March 17, 2017 — Disparities and weaknesses in import controls in key member states of the European Union mean illegally caught fish can still slip through the net and into EU supply chains, according to an analysis published today by the Environmental Justice Foundation, Oceana, The Pew Charitable Trusts and WWF.
The analysis provides a comprehensive evaluation of countries’ progress in implementing import controls under the EU Regulation to combat illegal, unreported and unregulated (IUU) fishing, which came into force in 2010. This is the first published analysis of data reported by member states to the European Commission for the most recent two-year reporting period, 2014 to 2015. It reveals significant problems with the way a number of EU member states are executing controls of fish consignments. For example, authorities in some major importing countries still fail to apply robust checks even where consignments come from countries that have been warned by the EU for having inadequate measures in place to prevent and deter illegal fishing. In some cases, the procedures implemented by EU countries appear insufficient to comply with the minimum control obligations laid down in EU legislation.
The study calls for more harmonised and rigorous procedures, as well as the digitisation of catch certificate information within the EU by the end of 2017, to ensure unscrupulous operators do not attempt to move their catch through ports where weaker controls are in place. Imports entering the EU in shipping containers are identified as particularly challenging for enforcement authorities, with procedures for these not harmonised to a sufficiently rigorous standard to date.
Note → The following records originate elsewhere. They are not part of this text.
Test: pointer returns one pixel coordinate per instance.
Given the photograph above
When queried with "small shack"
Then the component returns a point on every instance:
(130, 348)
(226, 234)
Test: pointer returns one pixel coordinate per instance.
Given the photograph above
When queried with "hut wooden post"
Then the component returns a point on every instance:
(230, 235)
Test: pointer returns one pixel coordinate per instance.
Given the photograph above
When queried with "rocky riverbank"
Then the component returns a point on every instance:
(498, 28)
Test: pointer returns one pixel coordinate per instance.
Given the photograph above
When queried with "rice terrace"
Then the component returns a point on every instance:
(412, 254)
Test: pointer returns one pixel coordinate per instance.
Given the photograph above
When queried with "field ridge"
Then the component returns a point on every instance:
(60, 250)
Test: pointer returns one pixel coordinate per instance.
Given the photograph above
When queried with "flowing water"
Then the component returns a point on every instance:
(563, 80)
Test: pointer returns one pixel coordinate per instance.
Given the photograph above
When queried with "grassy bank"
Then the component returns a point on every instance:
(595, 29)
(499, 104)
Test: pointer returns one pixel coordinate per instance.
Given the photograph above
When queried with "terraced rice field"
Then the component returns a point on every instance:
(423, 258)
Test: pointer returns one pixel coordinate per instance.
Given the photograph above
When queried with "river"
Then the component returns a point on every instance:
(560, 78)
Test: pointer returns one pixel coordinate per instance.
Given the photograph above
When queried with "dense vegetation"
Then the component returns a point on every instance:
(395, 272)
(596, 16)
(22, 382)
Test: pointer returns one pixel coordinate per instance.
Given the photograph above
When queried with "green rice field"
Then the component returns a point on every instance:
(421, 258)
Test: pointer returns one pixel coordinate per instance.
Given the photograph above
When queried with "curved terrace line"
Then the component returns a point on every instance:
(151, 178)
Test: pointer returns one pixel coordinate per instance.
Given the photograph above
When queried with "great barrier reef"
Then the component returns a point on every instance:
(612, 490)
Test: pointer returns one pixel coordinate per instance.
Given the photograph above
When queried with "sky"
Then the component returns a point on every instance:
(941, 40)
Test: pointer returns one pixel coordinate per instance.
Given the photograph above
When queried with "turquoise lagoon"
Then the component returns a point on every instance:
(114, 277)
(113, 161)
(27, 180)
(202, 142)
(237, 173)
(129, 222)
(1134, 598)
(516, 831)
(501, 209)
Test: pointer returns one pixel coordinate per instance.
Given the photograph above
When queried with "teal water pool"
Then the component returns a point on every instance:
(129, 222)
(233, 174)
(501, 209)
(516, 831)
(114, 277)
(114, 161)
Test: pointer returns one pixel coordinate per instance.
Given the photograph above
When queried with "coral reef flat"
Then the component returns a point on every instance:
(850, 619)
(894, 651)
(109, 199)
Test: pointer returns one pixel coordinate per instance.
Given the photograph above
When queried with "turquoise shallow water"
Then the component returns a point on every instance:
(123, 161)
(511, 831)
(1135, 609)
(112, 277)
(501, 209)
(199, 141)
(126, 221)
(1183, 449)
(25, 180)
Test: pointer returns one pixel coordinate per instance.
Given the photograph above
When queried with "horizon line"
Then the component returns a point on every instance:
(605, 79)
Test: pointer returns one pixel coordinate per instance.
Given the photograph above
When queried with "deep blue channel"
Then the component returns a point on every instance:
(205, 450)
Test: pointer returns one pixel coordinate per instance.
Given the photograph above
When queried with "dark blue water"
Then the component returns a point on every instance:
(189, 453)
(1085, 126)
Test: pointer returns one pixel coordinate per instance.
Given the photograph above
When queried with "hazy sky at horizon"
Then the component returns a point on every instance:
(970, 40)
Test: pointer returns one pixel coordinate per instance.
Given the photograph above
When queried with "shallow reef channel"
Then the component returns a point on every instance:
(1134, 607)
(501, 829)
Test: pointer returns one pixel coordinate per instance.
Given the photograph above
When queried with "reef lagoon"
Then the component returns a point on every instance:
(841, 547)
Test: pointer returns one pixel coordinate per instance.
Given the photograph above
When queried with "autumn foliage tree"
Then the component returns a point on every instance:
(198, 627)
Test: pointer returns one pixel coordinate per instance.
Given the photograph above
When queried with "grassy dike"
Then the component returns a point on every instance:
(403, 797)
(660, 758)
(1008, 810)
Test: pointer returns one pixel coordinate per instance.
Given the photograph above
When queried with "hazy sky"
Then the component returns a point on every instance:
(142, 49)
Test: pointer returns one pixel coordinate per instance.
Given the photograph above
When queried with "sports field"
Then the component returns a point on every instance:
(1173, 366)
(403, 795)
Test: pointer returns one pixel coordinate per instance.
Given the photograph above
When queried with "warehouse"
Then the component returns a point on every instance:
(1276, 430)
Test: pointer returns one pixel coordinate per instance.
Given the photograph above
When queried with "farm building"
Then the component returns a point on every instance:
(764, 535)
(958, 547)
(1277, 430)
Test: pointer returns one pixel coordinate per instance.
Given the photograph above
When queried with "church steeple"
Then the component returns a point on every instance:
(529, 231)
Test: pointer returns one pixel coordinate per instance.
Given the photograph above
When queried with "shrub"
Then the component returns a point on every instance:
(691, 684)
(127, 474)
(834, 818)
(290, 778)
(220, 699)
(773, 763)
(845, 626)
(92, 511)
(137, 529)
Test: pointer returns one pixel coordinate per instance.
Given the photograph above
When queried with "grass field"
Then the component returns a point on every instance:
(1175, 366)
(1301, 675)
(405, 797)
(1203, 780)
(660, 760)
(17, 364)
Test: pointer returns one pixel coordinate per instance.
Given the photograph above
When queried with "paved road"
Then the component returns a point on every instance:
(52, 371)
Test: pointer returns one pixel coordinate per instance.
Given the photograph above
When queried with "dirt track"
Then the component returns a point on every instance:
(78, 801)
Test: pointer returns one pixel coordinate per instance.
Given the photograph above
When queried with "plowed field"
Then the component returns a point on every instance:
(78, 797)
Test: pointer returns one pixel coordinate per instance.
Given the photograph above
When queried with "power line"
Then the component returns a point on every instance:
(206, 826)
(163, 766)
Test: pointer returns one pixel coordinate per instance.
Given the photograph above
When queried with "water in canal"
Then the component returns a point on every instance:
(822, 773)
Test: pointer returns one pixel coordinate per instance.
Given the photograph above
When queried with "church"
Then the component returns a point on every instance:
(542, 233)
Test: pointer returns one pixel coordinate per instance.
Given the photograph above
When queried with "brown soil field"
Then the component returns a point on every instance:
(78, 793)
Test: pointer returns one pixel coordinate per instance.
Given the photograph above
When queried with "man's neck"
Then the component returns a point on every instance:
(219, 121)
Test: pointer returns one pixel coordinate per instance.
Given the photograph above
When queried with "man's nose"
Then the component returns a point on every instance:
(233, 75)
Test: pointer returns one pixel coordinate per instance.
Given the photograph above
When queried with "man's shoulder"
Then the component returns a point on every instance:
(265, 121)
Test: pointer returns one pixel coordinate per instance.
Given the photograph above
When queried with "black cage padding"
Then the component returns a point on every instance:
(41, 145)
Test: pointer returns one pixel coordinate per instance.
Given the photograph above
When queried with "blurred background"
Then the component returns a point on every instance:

The import controls are a cornerstone of the European Union’s 2010 Regulation to combat IUU fishing, which is seen as a world-leading piece of legislation in the global fight against illegal fishing. The analysis reinforces the findings of a recent case study published by the four NGOs revealing that the fraudulent use of paper catch certificates and lack of an EU-wide system for cross-checking import documents means illegal catch is still getting through.